Gesetzliche Krankenkasse muss die Kosten einer neuartigen Behandlung in den USA tragen

Ein Bremer Jugendlicher litt an einer seltenen Krankheit (Bronchitis fibroplastica), die mit lebensgefährlichen Erstickungsanfällen einhergeht. 2016 hatte ein amerikanischer Arzt in einer medizinischen Fachzeitschrift eine Studie veröffentlicht und eine neue Behandlungsmethode für diese Krankheit vorgestellt. Daraufhin beantragten die Eltern des kranken Jungen bei ihrer gesetzlichen Krankenkasse die Kostenübernahme für eine Behandlung in den USA.

Der Medizinische Dienst der Krankenkasse kam ebenso wie andere Mediziner in Gutachten zu dem Ergebnis, dass die Behandlung notwendig sei: Alle alternativen Therapien habe man bereits erfolglos angewendet. Trotzdem lehnte es die Krankenkasse ab, die Kosten zu übernehmen. Begründung: Die neue Methode entspreche (noch) nicht dem allgemein anerkannten wissenschaftlichen Standard und die Kosten von ca. 300.000 Euro seien enorm hoch.

Das Sozialgericht Bremen hatte die Krankenkasse im Sommer 2017 per Eilverfahren dazu verpflichtet, die Kosten vorläufig zu tragen. Und nach einem aktuellen Urteil des Sozialgerichts bleibt es auch dabei (S 8 KR 263/17).

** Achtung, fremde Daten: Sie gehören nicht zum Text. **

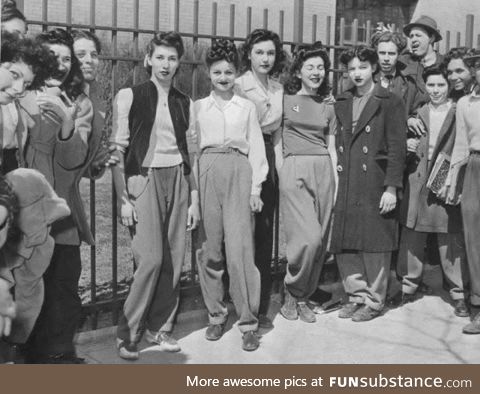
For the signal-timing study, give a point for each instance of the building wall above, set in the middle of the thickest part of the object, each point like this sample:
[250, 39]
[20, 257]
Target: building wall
[451, 16]
[81, 11]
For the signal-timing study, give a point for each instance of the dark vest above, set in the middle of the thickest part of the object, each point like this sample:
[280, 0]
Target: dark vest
[141, 119]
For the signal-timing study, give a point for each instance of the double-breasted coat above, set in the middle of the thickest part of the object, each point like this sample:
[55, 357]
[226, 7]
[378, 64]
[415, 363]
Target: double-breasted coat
[420, 209]
[369, 159]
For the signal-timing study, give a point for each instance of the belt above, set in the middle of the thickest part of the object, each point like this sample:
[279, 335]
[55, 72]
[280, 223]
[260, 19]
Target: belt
[223, 149]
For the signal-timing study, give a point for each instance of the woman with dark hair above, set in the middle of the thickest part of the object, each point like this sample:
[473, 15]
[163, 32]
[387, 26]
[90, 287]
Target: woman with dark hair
[13, 20]
[423, 210]
[371, 148]
[24, 66]
[458, 72]
[59, 126]
[262, 58]
[232, 168]
[154, 130]
[307, 179]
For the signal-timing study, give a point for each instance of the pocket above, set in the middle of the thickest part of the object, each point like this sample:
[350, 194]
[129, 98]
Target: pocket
[136, 185]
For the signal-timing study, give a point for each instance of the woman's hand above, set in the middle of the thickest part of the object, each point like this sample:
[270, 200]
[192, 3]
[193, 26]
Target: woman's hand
[128, 215]
[388, 202]
[256, 203]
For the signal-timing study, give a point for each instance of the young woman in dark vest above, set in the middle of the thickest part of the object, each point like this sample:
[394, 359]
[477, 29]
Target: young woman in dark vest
[152, 123]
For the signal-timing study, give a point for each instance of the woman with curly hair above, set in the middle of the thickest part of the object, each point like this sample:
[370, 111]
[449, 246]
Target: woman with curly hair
[24, 66]
[232, 168]
[307, 179]
[371, 148]
[262, 59]
[59, 126]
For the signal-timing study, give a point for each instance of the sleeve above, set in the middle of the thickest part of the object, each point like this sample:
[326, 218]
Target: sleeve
[256, 154]
[396, 141]
[121, 108]
[72, 152]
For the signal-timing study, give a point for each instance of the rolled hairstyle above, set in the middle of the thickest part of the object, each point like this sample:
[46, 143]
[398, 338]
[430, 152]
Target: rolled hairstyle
[167, 39]
[302, 53]
[78, 34]
[41, 60]
[261, 35]
[222, 50]
[74, 83]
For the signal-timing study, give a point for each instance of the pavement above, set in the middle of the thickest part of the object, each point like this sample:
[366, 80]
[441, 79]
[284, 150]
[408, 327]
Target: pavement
[425, 331]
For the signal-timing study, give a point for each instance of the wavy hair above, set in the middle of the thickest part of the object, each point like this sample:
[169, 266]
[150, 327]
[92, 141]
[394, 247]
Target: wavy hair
[302, 53]
[74, 83]
[261, 35]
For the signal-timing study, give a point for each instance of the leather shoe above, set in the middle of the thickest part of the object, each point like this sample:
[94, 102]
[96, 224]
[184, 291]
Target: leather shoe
[474, 326]
[365, 313]
[214, 332]
[250, 341]
[264, 322]
[305, 313]
[348, 310]
[461, 308]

Die Behandlung im Herbst 2017 war erfolgreich: Seither hatte der Jugendliche keine Erstickungsanfälle mehr.

Alle mit der Frage beschäftigten Ärzte, auch die Mediziner der Krankenkasse selbst hätten die Notwendigkeit der Behandlung bejaht, betonte das Sozialgericht. Entgegen den Behauptungen der Krankenkasse hätte man den Patienten in Deutschland nicht behandeln können. Die von ihr vorgeschlagene Herz- und Lungentransplantation wäre für den Jungen — bei unklarer Erfolgsgarantie — mit großen Risiken verbunden gewesen.

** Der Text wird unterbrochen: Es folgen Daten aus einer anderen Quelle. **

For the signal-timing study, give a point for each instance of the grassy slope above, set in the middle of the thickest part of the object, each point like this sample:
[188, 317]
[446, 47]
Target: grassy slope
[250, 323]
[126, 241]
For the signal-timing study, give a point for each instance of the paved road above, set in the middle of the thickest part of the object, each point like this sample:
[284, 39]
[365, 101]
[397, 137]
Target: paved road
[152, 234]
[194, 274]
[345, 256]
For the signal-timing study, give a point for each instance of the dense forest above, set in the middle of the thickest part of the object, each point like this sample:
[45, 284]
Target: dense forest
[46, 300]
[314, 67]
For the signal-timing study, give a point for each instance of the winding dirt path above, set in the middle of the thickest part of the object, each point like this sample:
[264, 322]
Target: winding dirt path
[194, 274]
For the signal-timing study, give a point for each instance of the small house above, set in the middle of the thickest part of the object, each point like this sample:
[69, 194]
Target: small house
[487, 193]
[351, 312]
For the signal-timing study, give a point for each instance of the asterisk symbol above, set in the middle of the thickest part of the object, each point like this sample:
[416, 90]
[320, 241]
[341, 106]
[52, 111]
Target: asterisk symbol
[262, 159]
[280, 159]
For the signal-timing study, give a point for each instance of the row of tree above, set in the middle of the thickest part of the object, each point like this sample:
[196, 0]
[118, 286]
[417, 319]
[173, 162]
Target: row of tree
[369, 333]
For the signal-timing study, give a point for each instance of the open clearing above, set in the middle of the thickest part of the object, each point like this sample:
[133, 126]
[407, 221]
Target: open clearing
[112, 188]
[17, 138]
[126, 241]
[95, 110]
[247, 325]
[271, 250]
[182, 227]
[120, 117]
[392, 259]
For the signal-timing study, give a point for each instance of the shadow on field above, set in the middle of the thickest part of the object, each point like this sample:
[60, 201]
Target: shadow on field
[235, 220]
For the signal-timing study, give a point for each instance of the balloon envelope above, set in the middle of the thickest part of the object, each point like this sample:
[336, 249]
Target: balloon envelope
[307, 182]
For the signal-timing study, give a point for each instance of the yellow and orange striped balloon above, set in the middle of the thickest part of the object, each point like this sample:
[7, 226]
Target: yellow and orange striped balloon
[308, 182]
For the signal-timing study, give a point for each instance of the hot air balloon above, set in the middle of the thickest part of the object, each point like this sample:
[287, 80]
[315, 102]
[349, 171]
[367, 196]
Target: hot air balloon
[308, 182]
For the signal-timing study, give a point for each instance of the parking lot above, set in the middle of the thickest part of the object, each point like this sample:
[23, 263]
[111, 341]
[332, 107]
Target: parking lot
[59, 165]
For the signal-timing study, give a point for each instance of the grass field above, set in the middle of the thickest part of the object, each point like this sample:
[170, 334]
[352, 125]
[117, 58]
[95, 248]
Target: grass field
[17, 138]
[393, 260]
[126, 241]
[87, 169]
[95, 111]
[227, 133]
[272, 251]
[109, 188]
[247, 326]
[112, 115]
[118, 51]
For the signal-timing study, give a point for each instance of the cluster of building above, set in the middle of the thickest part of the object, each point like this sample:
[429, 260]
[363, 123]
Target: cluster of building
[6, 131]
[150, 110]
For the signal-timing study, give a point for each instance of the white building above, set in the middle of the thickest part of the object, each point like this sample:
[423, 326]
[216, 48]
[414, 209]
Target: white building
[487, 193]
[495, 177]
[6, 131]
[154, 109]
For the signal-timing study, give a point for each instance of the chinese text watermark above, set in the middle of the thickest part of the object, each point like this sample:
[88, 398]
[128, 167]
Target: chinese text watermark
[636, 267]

Dass eine neue Behandlungsmethode wissenschaftlich noch nicht allgemein anerkannt sei, schließe die Zahlungspflicht der Krankenkasse nicht zwingend aus. Das gelte jedenfalls dann, wenn zwar noch keine Studien vorlägen, aber alle behandelnden Ärzte und Gutachter übereinstimmend erklärten, es gebe zu dieser Therapie keine Alternative. Dann bestehe Zahlungspflicht unabhängig von der Höhe der Kosten.